I admit the situation was partly my fault. I knew better than to cover a player’s chips by taking checks. The owner of the card room sure wouldn’t do it. But Dante and I had a dating history and I’d taken checks from him before. Both the dating and the checks had been good in the past, one of them real good.

Funny how a hot check cooled a sizzling romance. I hadn’t heard from Dante since he wrote the thing. Trying to track him down, I called his little sister Sonja, but she didn’t know where he was either.

Sonja’s a dealer in a card room across town, another reason why I thought the check would be OK. I was counting on the sisterhood of female dealers or some such nonsense. I should have thought again because dealing poker is only Sonja’s sideline job. She’s not a good cowgirl.

A good cowgirl keeps her calves together. Sonja’s real moneymaker was doing a little sum’pin sum’pin with the gamblers after hours. I don’t know of any other poker room that allowed that sort of thing. Everywhere else a gambler strictly got poker ─ not poke her. Girls like Sonja put card rooms in a bad light.

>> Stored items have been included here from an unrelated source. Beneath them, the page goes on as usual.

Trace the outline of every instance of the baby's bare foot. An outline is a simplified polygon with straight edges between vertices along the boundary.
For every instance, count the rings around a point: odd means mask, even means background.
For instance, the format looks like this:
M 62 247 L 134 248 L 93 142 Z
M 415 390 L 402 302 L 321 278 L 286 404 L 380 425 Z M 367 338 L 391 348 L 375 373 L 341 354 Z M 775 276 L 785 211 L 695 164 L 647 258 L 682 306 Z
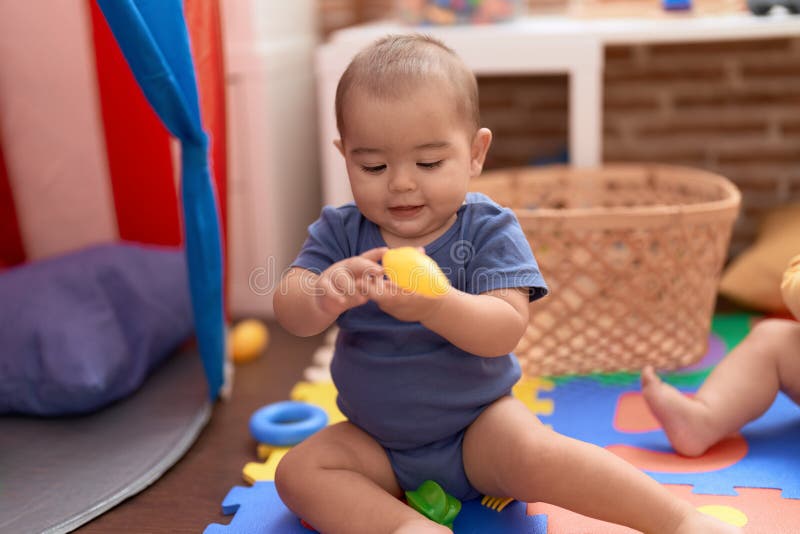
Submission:
M 700 456 L 717 441 L 706 407 L 662 382 L 650 366 L 642 371 L 642 395 L 680 454 Z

But Sonja, with her bold blue eye shadow, brightly blushed cheeks, and deep red lipstick, had nothing to do with the fact I personally screwed myself out of fifteen hundred dollars. I took the check. I’m out the money. Not Sonja. Not the poker room. Me.

I shouldn’t have taken a check that large from anybody, let alone Dante. Fifteen hundred bucks cut pretty deep into my budget. I made good money, but it’s not my objective to support someone else’s bad habits. I’ve got my own to support. That was just one of the things I was going to tell Dante when I saw him again.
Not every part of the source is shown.